Fix crash on SBCommandReturnObject & assignment
ClosedPublic

Authored by jankratochvil on Sep 14 2019, 2:07 PM.

Details

Summary

I was writing an SB API client and it was crashing on:

bool DoExecute(SBDebugger dbg, char **command, SBCommandReturnObject &result) {
  result = subcommand(dbg, "help");

That is because SBCommandReturnObject &result gets initialized inside LLDB by:

bool DoExecute(Args &command, CommandReturnObject &result) override {
  // std::unique_ptr gets initialized here from `&result`!!!
  SBCommandReturnObject sb_return(&result);
  DoExecute(...);
  sb_return.Release();

Diff Detail

Repository
rL LLVM

Event Timeline

jankratochvil created this revision.Sep 14 2019, 2:07 PM

+ Jim for SB API.

I ran into this quirk of SBCommandReturnObject a couple of weeks ago, and then ran away screaming.

I agree that this approach isn't nice, but probably there isn't a nice approach to this at this point. One possibility you could consider is storing a shared_ptr<CommandRO> inside SBCommandRO and encoding the ownership into the deleter of the shared_ptr (regular deleter => owned, noop deleter => unowned).

lldb/include/lldb/API/SBCommandReturnObject.h
24 ↗(On Diff #220231)

Add a comment to explain the purpose of this function?

lldb/packages/Python/lldbsuite/test/api/command-return-object/main.cpp
18 ↗(On Diff #220231)

Is that intentional? If so, why?

23 ↗(On Diff #220231)

This looks weird. Please use a separate declaration for the variable and the class.

clayborg added inline comments.
lldb/source/API/SBCommandInterpreter.cpp
165–172 ↗(On Diff #220231)

Could this code just create a local SBCommandReturnObject and then copy the CommandReturnObject back into "result"?

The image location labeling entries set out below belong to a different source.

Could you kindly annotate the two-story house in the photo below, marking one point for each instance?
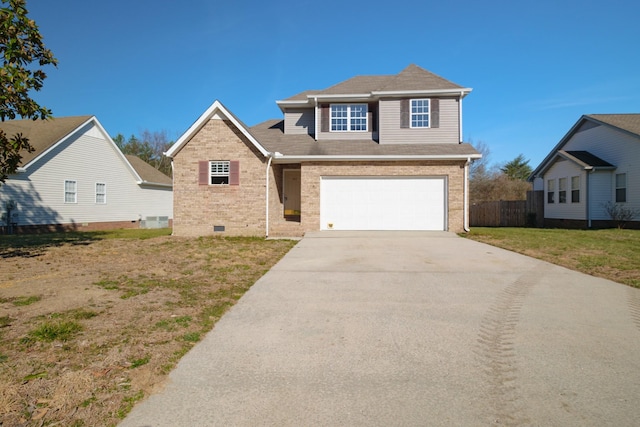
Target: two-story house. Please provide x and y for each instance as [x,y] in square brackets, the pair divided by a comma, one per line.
[378,152]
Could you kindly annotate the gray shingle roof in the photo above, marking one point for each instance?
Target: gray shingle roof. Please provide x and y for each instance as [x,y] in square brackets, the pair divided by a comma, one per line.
[588,159]
[411,78]
[626,122]
[147,172]
[42,134]
[272,137]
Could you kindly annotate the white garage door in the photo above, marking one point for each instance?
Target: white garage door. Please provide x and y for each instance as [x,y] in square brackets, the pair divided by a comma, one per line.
[382,203]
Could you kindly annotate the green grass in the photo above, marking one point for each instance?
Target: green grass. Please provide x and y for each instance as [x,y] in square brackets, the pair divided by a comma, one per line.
[612,253]
[15,245]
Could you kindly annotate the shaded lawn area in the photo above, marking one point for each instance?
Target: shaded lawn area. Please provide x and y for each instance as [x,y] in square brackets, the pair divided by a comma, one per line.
[613,254]
[92,322]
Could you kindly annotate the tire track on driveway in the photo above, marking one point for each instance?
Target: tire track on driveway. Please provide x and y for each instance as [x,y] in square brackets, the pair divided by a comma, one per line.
[634,305]
[497,351]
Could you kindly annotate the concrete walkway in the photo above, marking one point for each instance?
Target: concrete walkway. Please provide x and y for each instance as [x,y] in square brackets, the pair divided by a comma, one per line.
[412,329]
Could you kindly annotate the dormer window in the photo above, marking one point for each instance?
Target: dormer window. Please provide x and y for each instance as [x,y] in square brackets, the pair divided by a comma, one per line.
[420,113]
[349,118]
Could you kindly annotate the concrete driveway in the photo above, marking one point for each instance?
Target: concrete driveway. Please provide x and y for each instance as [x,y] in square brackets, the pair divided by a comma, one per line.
[396,328]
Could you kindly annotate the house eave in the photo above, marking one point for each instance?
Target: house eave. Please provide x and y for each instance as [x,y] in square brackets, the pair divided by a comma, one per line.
[153,184]
[397,93]
[375,158]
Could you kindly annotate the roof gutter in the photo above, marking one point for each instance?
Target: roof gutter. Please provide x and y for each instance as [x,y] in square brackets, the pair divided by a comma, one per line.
[462,92]
[346,158]
[154,184]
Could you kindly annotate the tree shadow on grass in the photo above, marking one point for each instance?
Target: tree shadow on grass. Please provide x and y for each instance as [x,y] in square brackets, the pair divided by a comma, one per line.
[34,245]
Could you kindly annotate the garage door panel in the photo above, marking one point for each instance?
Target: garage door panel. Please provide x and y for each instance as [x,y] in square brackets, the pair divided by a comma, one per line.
[379,203]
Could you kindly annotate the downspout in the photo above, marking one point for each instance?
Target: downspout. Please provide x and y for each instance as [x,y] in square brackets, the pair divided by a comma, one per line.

 bool DoExecute(Args &command, CommandReturnObject &result) override {
    SBCommandReturnObject sb_return;
    SBCommandInterpreter sb_interpreter(&m_interpreter);
    SBDebugger debugger_sb(m_interpreter.GetDebugger().shared_from_this());
    bool ret = m_backend->DoExecute(
        debugger_sb, (char **)command.GetArgumentVector(), sb_return);
    std::swap(result, sb_return.ref());
    return ret;
}
jankratochvil marked 3 inline comments as done.Sep 17 2019, 8:00 AM

I agree that this approach isn't nice, but probably there isn't a nice approach to this at this point. One possibility you could consider is storing a shared_ptr<CommandRO> inside SBCommandRO and encoding the ownership into the deleter of the shared_ptr (regular deleter => owned, noop deleter => unowned).

Maybe also possibly cheaper llvm::PointerIntPair representing an associated bool for the deletion.

lldb/packages/Python/lldbsuite/test/api/command-return-object/main.cpp
18 ↗(On Diff #220231)

It has no purpose there for this bugfix but when already writing a testcase I wanted to test this generally fragile functionality.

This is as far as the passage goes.